Entropy-guided partition (research-grade, optional)

• qgis_raw_to_entropy_partition: run the full cross-watershed raw GIS → QGIS/GRASS hydrology → paper-rule entropy subcatchment workflow with audit artifacts. Region-agnostic.
• qgis_todcreek_raw_to_entropy_partition: case-study alias for the committed Tod Creek regression. Don't use for new regions; pass your own paths to qgis_raw_to_entropy_partition instead.
• qgis_flowpath_entropy_partition: run the core paper-rule WJE/NWJE/WFJS partition from already prepared QGIS/GRASS flow accumulation and drainage rasters.
• qgis_package_final_layers: package the selected QGIS/GRASS outputs into a clean final_layers/ deliverable folder with SWMM/GIS layers, overview figure, and manifest.
• qgis_cell_entropy_similarity_aggregation: non-flow-connected local cell-level entropy/similarity aggregation diagnostic.

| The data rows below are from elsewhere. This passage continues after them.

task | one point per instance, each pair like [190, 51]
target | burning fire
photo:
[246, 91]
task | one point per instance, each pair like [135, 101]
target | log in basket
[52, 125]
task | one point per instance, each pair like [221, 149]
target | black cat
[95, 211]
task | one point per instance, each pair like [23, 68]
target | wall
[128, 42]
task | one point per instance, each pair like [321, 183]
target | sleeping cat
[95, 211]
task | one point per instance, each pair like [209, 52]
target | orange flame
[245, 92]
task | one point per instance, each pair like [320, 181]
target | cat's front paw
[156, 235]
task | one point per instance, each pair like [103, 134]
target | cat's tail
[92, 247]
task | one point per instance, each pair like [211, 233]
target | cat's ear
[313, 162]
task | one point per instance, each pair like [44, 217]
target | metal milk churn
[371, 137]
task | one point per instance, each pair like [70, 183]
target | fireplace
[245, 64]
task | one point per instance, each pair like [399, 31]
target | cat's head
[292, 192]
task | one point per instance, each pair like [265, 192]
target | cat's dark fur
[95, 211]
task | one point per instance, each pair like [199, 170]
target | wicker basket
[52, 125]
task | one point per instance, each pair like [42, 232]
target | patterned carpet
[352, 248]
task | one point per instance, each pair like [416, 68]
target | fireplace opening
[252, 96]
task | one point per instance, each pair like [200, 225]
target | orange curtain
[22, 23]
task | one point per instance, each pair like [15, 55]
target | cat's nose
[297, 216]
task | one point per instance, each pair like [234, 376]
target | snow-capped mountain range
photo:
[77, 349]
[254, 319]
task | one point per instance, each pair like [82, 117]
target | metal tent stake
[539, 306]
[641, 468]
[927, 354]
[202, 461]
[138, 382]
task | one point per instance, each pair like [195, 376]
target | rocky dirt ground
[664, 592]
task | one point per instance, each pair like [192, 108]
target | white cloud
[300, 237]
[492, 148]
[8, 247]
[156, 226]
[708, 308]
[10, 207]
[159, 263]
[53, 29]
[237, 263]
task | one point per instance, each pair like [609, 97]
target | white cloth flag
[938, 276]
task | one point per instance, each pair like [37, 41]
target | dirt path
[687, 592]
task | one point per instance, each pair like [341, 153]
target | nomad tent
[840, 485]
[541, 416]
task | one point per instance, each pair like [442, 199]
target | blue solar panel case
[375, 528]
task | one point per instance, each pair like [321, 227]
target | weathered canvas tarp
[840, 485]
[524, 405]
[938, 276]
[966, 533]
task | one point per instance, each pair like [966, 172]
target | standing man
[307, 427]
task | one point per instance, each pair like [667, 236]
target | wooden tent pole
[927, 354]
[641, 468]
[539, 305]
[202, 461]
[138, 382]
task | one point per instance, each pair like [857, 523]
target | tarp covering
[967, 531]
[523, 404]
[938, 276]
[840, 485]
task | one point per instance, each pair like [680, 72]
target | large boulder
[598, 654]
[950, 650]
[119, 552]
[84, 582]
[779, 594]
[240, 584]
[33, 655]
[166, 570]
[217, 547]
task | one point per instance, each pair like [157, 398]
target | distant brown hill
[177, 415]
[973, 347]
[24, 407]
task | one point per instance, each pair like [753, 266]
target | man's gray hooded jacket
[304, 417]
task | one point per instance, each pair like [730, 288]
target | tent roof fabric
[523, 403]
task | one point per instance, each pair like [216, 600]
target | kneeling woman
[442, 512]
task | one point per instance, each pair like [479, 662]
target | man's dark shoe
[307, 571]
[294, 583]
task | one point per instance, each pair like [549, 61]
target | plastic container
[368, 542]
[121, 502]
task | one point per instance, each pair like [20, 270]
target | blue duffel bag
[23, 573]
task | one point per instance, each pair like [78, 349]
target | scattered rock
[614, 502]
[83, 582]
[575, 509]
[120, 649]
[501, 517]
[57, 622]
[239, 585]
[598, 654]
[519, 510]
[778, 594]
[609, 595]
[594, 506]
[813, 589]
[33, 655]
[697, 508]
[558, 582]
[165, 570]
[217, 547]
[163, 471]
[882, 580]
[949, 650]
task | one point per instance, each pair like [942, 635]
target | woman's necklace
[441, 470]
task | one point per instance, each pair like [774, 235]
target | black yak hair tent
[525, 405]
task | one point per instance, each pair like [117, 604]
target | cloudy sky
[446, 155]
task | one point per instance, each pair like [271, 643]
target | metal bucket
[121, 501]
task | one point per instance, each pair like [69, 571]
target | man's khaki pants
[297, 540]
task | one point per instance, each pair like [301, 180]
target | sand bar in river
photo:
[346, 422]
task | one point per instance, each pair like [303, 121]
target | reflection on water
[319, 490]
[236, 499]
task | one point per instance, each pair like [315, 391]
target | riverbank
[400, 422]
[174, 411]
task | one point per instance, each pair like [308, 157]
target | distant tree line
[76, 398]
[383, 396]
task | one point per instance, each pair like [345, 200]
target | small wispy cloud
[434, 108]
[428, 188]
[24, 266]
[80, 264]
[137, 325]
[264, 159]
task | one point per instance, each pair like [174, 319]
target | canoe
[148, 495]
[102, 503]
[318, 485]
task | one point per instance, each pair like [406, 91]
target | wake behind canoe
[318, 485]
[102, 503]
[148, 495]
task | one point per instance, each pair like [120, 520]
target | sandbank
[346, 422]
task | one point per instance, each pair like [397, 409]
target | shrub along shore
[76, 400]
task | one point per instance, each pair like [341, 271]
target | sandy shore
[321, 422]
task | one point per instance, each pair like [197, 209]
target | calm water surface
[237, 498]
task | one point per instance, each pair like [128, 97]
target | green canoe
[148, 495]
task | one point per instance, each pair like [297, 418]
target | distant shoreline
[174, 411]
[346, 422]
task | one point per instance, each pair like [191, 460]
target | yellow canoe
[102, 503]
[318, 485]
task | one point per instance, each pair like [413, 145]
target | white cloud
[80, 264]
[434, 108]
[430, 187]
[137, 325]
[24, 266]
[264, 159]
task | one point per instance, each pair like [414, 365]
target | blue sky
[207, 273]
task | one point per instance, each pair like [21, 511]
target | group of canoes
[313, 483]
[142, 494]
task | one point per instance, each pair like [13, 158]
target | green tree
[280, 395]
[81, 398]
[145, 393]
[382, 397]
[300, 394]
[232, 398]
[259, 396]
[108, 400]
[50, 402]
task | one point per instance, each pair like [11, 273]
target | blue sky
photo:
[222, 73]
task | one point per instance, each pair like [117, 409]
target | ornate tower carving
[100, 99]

Area-weighted parameter mapping (core for any region)

• qgis_area_weighted_params: intersect subcatchments with land-use and soil polygons, compute area fractions, and write area-weighted weighted_params.json plus landuse_area_weights.csv and soil_area_weights.csv audit files. This is the canonical handoff into swmm-builder. Backed by skills/swmm-params/references/landuse_class_to_subcatch_params.csv (extend that lookup if your region's zoning vocabulary is unfamiliar).

Future QGIS processing should fill the same interfaces rather than changing downstream swmm-params, swmm-network, or swmm-builder contracts.

Notes

• These steps occur before generating SWMM INP.
• CSV/JSON outputs include *_source / *_method fields for auditability.